Wednesday, September 24, 2014

DEMO: Artists' Laboratory

Herman Cornejo & Robert Fairchild in Concerto 622. Courtesy of Works & Process at the Guggenheim/Jacklyn Meduga
Gone are the days of mourning a great dancer's retirement from New York City Ballet. Now, such an occasion can bring experimentation, broad collaboration, the unboxing of creative tendencies. We expect interesting things from Wendy Whelan, who takes her leave after this season to further her collaborations with young choreographers. And look at Damian Woetzel, who runs the Vail International Dance Festival and who brought his project, DEMO, to Guggenheim Works & Process this past week. 

He ran the show like a consummate professional, speaking eloquently about the project's simple mission: "Things I Like," following organizing principles such as science or musicality. Then he gathers like-minded (that is, open minded) friends who happen to be stellar artists, be they dancers, musicians, poets, scientists. Then he combines them together in short performances, creating individual nuggets strung on a common cord. 

It helps that his friends happen to also be superstars. The evening began with a duet by Fang-Yi Sheu, perhaps the finest performer of Martha Graham's oeuvre in the company's long history, and Herman Cornejo, a current rock star of ABT, standing with his back to us, emanating warm energy in that magical way he does. They performed Sheu's Pheromones to Philip Glass' pensive Façades, tracing one another's auras with their faces or palms, increasing in amplitude and speed until they tumbled across the stage in artful heaps. 

Fang-Yi Sheu & Cornejo with Claire Chase on flute.
Courtesy of Works & Process at the Guggenheim/Jacklyn Meduga

Sheu joined Lil Buck, jookin's premier attraction (hampered by a sprained ankle contained in a walking boot), after he improvised a solo to Claire Chase (a MacArthur fellow) on platinum flute, playing Edgard Varèse's fitful, at times shrill music. While it was game of Buck to even perform—an ankle injury caused him to bow out of last week's Fall for Dance al fresco opener at the Delacorte—his rippling arms and robotic head offered little new. But when Sheu boldly braced herself upside-down on the chair on which Buck sat, and planked her body across his lap, the interest ratcheted up several notches. 
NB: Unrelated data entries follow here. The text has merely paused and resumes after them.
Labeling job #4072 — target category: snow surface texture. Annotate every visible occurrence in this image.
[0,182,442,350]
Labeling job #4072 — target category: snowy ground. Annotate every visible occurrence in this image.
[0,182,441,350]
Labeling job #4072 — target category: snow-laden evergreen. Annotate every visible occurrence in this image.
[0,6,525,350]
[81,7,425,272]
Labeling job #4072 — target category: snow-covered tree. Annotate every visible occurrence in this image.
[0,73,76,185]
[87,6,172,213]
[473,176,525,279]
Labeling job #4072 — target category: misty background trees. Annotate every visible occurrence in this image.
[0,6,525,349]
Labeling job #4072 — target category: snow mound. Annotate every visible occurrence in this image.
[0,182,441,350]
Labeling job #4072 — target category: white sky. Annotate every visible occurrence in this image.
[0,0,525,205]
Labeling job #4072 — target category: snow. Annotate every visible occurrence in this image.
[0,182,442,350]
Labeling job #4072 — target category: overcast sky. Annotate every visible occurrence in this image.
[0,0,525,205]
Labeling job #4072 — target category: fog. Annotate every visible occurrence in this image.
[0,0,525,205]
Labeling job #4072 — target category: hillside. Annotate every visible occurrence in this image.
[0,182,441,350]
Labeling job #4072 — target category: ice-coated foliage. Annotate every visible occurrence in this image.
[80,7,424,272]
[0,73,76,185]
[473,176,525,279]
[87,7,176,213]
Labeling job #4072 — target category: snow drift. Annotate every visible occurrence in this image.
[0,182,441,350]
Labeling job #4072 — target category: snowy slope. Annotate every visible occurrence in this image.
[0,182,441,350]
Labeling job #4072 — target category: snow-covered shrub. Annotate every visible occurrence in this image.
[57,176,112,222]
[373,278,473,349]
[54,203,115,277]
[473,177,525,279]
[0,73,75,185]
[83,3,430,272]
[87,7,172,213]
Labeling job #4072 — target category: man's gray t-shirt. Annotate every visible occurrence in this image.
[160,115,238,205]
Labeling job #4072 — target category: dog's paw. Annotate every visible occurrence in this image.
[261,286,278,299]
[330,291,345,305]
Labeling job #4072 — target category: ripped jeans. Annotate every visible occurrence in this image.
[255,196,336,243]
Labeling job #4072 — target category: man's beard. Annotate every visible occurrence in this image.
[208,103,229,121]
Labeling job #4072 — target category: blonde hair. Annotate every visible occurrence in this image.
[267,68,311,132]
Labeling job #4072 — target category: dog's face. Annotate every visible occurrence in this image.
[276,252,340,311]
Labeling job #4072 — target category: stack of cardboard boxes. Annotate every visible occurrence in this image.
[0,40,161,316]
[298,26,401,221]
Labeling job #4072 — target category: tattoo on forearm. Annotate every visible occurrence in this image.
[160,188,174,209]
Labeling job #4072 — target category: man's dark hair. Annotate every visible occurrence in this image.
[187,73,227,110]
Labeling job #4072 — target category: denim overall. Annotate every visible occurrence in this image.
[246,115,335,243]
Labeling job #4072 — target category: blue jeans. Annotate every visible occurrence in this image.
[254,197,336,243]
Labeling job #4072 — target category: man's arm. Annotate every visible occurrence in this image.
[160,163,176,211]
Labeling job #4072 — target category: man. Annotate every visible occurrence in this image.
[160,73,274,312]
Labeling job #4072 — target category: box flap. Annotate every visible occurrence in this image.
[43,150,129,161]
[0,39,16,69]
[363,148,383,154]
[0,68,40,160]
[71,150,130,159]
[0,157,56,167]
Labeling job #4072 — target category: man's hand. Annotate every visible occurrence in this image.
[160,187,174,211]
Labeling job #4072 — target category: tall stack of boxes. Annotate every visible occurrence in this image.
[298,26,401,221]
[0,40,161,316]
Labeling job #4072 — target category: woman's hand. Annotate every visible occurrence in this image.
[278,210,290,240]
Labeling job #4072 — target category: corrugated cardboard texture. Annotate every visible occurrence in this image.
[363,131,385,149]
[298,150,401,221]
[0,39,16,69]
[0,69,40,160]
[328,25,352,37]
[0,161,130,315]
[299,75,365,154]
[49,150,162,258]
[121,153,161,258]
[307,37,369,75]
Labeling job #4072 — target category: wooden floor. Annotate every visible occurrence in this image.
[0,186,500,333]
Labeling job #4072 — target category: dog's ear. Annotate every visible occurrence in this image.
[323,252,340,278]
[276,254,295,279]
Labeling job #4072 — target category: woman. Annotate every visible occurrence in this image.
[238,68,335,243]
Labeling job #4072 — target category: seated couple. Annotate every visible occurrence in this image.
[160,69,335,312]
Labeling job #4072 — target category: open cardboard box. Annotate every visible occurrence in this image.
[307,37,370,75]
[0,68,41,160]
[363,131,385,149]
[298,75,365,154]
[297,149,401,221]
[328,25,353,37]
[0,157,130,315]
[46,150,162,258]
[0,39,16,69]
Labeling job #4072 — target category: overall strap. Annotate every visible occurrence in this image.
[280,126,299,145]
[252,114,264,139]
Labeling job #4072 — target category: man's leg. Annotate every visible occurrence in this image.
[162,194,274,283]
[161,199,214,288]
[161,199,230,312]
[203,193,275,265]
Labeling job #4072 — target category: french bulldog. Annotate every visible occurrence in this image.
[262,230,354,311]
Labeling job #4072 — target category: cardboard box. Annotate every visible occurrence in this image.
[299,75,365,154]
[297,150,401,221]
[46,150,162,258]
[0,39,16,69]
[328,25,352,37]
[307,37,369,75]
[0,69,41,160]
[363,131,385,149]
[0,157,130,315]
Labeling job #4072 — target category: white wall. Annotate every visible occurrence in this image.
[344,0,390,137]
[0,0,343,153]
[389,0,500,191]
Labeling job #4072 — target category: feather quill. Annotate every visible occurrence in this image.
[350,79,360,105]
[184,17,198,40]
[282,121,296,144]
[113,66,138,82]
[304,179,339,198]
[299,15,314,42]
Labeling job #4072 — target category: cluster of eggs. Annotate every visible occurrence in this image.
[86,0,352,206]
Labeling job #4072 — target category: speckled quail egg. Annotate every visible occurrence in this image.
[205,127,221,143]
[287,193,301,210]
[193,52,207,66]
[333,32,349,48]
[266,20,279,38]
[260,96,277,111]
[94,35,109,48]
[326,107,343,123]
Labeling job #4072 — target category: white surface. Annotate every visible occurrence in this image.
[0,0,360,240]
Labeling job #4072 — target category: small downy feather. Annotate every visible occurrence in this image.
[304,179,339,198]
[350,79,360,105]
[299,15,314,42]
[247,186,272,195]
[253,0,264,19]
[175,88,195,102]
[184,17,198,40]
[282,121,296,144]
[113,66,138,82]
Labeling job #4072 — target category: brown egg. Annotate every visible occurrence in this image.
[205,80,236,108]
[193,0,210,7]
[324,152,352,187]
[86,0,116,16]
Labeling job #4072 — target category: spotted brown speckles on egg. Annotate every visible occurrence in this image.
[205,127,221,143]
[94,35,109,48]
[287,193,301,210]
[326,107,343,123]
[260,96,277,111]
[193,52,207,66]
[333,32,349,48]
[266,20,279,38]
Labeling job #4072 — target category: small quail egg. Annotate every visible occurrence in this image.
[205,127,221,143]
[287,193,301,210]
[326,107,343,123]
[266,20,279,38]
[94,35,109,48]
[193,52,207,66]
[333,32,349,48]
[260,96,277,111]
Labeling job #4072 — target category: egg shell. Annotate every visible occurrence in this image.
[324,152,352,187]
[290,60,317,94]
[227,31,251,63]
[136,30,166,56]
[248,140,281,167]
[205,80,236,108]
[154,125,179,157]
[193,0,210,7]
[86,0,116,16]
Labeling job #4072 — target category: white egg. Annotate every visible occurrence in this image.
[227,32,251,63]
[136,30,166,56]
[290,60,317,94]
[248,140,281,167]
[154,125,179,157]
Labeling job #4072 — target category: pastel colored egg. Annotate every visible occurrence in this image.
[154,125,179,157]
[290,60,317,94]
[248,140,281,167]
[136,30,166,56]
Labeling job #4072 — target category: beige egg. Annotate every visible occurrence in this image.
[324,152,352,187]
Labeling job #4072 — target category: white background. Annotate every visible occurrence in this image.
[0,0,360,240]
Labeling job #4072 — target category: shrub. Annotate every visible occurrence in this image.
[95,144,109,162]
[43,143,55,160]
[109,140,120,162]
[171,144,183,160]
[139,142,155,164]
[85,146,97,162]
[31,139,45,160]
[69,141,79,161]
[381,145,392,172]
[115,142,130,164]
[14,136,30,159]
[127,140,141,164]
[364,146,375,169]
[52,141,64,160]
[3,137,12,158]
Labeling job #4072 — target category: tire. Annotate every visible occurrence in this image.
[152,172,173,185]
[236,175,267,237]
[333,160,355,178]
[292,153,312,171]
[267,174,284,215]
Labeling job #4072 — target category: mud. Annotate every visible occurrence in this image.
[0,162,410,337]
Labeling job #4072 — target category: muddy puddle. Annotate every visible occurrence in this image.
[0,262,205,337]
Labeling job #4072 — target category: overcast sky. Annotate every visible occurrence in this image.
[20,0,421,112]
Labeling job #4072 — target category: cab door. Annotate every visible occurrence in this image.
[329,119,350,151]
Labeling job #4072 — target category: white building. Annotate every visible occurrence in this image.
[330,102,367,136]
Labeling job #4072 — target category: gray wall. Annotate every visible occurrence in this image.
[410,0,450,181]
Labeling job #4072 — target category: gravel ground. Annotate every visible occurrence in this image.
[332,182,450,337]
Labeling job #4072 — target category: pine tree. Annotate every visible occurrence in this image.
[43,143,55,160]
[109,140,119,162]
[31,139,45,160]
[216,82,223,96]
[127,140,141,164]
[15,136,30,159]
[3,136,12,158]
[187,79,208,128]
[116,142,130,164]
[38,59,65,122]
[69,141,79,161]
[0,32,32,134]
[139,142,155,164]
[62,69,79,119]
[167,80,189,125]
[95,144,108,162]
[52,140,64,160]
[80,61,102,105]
Some musical segments pushed the form both structurally and geographically. Sandeep Das, on tabla, took up a self-imposed challenge of following a 15-beat phrase cut in half: 7.5. He tapped it out on his tabla while Woetzel egged him on, clapping heartily if not 100% of the time on the unconventional count. Cristina Pato played the Galician bagpipe, evoking music deriving from countries close to the equator, and less the upright Scottish mode (although Woetzel immediately began his Union Jack march when she mixed a few bars into her piece). She returned to play the piano while Logan Frances Kruger of the Limon Company danced a Mazurka excerpt, emphasizing weightiness and circular musicality.

Fairchild had begun rehearsals on Monday for An American in Paris, which is slated for Broadway. He and Woetzel had thrown together a rendition of "Ballin' the Jack," from a video of Gene Kelly. No doubt Fairchild recalls at times the athletic, jazzy Kelly, even in the most classical of repertory. Here, he was harnessed by the small, fan-shaped stage, but we got a sense of his exciting musical theater potential. And it's conceivable that he could continue on Broadway long after his departs the acute technical demands of ballet. Or, he could easily slip into work by, say, Lar Lubovitch, who choreographed the duet from Concerto Six Twenty-Two, danced at the Guggenheim by Fairchild and Cornejo. While Cornejo's preternaturally organic movement style is more naturally suited to the looping, fluid style, both men exude the quiet star power that characterizes Lubovitch's dancers.

The duet completed the last portion of the evening—on the theme of Monumentum, or remembrance—rounded out by a performance of Stravinsky's desolate, fractured Elégie by Johnny Gandelsman on violin, poet Elizabeth Alexander reading three vivid selections, and Chase playing Du Yun's An Empty Garlic (excerpt) on bass flute—as she described it, a big piece of plumbing. She will play the full work at The Kitchen in the near future.

The evening had the feel of an artist's salon, despite the absence of the previously billed Carla Korbes and Tiler Peck, and some performances were more rehearsed and polished than others, but you could imagine the ideas floating about, colliding, mixing, producing new ideas, with a little coaxing and orchestration by Woetzel, flourishing splendidly in his said retirement.